I kinda feel the same way about Avocado, like Guacamole is good, but it is specifically a recipe to fully utilize over ripe and sub optimal avocados. Not every avocado needs to be mashed and IMO it’s just using the ingredient poorly to mash up a perfect avocado as opposed to fanning it and serving it with its original texture and shape somewhat intact.
And of course I completely forgot about silken tofu which probably can make a great paneer substitute when done thoughtfully by someone with skill and knowledge of what paneer tastes like and how it’s used. I live in an extra firm tofu household. All hail the mighty soy bean.
And of course all of you should abandon all dairy products if you haven’t already unless you are a literal baby cow.
You have forgotten silken tofu.
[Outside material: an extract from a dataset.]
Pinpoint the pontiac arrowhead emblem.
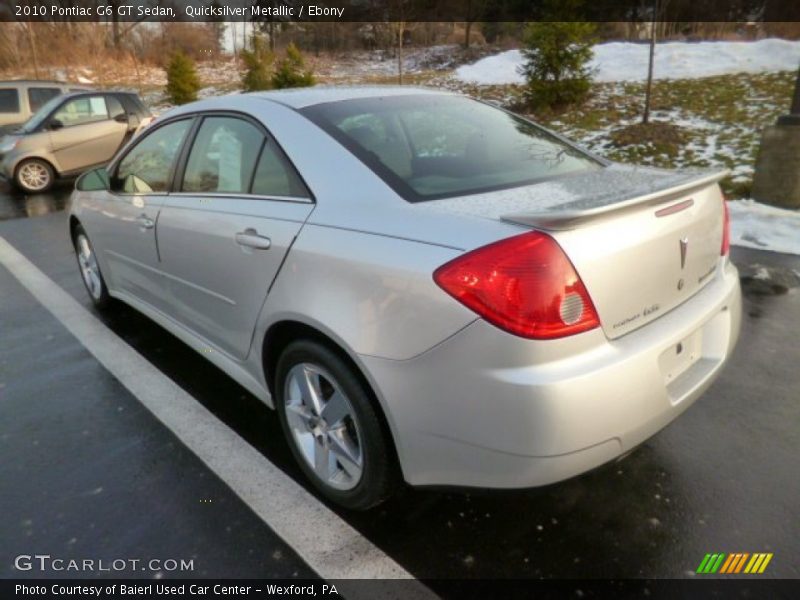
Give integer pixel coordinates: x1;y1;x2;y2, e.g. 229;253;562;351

You have come undone. We’re for sure on the same page, but it’s not really a vegan thing, it’s people who suck at food. There’s plenty of trash meat recipes too. Tofu is for sure overused, I’ve made some tempeh using non soy beans and lemme tell ya, that’s a whole new world. Black bean, chickpea and navy bean tempeh all kick a lil ass and I wanna try one with sweet green beans too. But you gotta start with the experimental part and not force it into a role it’s not gonna fit. When you dick around with tempehs and seitans and stuff, you gotta roll with the results, same with any food experiment with a mew ingredient. You don’t trash it cause it doesn’t work for the what you were going for, you at least try to see if you can match it with something more appropriate. I did a Seiten hoping it’d make a cool vegan Philly cheesesteak and it turned out better for Bahn MI, that’s no loss, thars a lesson.
There’s vegan cheese that is actually good but I’m not paying $15 for an 8 oz packet.
I don’t know how they turn cashews into a bomb ass pepperjack, but it’s spendy enough to be a Sometimes Treat.
Here’s how
https://rainbowplantlife.com/fermented-cashew-cheese/
However, cashews themselves are really expensive as well. It is fun to make and you do get a good yield from a mid sized sack of cashews
These days I assume cheese costs about that much anyway lol
I was looking at vegan burger patties (because I am trash and love to eat trash) and I got curious, they were ten cents more expensive than the equivalent beef patties 🤣
Dairy cheese is much cheaper, at least where I live. I should probably get back on using protein powder in the morning because even after being at least vegetarian for a couple decades I struggle with working in enough without plant based burgers and other mock meats. I would make my own sometimes but it’s usually like a hour or two to make a batch and the kitchen would be thrashed.